More than half-a-dozen pleas in SC challenging the Places of Worship Act 1991

More than half-a-dozen pleas in SC challenging the Places of Worship Act 1991
Representative imageIANS
A plea has been filed in the Supreme Court challenging the constitutional validity of certain sections of the Places of Worship (Special Provisions) Act 1991, which makes a total of eight petitions filed so far against the Act.

The recent petition filed by a retired army officer Anil Kabotra said a retrospective cut-off date -- August 15, 1947 -- was fixed to legalise the illegal acts of barbaric invaders and pointed out that the Act violates the principles of secularism. The plea, filed through advocate Ashwini Kumar Dubey, challenged the constitutional validity of Sections 2, 3, and 4 of the Places of Worship (Special Provisions) Act 1991, which it said offends Articles 14, 15, 21, 25, 26, 29.

"Hindus, Jains, Buddhists, Sikhs, have the right to profess, practice and propagate religion as provided in their religious scriptures and Article 13 prohibits from making law which takes away their rights," said Kabotra's plea. It further added, "Right to restore back religious property is unfettered and continuing wrong and injury may be cured by judicial remedy."

Advocate Ashwini Upadhyay, BJP leader Subramanian Swamy, advocate Rudra Vikram Singh, Swami Jeetendranand Saraswati, a religious leader, are among the petitioners who have already filed petitions in the top court challenging the 1991 Act.

Recently, Jamiat Ulama-i-Hind, a Muslim organisation, has also moved the top court seeking to implead in the PIL filed by Upadhyay, on which notice was issued last year.


Citing the 2019 Ayodhya judgment, Jamiat's application said: "This court has categorically held that the law cannot be used as a device to reach back in time and provides a legal remedy to every person who disagrees with the course which history has taken and that the courts of today cannot take cognizance of historical rights and wrongs unless it is shown that their legal consequences are enforceable in the present."

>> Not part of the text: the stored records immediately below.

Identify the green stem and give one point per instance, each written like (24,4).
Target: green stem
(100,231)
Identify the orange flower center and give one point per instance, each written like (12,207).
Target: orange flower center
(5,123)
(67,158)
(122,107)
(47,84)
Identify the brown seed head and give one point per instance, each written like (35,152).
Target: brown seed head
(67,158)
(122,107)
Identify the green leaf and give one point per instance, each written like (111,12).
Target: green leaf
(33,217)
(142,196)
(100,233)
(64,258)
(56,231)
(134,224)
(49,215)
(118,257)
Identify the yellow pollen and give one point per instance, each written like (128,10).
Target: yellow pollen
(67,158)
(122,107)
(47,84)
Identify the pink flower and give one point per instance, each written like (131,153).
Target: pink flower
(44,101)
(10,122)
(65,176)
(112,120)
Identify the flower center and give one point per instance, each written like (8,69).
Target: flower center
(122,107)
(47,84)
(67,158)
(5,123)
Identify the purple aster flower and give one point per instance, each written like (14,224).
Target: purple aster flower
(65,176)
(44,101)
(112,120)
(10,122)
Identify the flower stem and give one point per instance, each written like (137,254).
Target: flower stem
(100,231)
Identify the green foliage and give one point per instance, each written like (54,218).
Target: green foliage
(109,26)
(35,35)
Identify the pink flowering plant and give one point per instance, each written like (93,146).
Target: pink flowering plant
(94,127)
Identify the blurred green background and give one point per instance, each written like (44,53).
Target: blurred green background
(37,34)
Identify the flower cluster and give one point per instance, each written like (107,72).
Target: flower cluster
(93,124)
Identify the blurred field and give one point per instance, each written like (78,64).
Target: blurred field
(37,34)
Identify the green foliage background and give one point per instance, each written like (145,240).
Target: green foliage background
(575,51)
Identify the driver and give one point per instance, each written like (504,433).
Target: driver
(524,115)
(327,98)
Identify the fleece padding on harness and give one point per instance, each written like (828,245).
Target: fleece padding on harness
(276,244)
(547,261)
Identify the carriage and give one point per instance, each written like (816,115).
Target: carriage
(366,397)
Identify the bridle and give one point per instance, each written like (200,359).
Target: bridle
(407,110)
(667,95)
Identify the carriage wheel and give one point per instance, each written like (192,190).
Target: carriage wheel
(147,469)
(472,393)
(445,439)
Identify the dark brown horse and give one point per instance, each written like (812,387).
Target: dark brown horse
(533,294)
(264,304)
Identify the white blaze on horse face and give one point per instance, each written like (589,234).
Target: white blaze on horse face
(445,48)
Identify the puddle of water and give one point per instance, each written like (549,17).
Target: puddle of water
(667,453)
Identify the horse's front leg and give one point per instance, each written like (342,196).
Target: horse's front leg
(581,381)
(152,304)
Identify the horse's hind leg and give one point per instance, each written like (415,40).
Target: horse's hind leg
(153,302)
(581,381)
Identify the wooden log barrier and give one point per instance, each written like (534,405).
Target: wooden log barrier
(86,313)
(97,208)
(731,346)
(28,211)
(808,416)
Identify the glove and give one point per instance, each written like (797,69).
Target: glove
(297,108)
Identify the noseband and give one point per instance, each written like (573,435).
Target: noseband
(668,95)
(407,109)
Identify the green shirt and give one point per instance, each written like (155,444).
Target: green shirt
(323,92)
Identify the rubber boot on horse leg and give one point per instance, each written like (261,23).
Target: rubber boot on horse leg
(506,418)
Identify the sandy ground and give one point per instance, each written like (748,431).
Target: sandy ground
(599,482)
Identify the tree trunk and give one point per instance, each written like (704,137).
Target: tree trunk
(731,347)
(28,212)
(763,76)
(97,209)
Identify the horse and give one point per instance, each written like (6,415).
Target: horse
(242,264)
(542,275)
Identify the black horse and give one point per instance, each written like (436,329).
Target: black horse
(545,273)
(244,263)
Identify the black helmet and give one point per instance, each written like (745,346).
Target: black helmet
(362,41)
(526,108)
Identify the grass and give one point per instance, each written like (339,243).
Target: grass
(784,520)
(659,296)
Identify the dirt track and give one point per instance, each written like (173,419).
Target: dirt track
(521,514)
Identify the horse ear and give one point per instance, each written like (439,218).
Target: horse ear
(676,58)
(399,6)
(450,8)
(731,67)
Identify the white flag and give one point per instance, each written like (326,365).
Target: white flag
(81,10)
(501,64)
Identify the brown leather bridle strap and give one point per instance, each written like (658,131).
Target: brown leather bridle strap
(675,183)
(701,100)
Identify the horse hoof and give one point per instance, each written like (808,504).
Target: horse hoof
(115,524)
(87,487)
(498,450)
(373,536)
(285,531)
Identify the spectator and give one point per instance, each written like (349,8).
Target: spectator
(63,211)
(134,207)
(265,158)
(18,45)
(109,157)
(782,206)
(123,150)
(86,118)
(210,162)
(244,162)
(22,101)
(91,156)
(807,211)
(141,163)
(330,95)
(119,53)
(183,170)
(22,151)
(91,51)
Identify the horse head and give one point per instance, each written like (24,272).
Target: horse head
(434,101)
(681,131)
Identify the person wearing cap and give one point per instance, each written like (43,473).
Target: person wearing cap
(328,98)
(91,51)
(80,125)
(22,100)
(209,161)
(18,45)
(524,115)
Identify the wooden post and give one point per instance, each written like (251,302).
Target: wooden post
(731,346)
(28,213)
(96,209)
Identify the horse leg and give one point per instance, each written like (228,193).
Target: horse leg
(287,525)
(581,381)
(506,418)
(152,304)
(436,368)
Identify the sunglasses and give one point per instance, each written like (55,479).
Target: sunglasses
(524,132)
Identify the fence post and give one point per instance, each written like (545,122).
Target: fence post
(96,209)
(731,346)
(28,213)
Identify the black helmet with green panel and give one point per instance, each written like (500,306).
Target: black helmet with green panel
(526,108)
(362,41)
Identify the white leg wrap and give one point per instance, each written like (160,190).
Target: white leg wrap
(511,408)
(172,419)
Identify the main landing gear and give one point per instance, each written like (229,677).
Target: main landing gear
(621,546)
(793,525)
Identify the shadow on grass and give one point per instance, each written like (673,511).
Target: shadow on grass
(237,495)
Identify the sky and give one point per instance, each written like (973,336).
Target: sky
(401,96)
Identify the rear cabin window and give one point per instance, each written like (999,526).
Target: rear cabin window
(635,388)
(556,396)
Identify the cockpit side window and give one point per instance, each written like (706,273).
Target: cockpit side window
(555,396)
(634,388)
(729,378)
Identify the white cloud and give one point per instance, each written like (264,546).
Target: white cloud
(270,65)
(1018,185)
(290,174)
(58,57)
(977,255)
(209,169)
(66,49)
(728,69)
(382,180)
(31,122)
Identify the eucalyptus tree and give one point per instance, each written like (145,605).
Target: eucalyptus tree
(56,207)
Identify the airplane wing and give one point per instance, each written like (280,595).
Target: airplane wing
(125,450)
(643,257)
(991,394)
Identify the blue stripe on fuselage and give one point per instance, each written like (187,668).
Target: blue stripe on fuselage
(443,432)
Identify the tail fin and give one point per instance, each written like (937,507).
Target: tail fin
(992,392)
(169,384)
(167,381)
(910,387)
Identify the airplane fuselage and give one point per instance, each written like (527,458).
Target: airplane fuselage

The plea added that the historical wrongs cannot be remedied by the people taking the law in their own hands. "In preserving the character of places of public worship, Parliament has mandated in no uncertain terms that history and its wrongs shall not be used as instruments to oppress the present and the future," it added.

The Supreme Court had issued notice on March 12 on Upadhyay's plea, however it has not come up for hearing so far.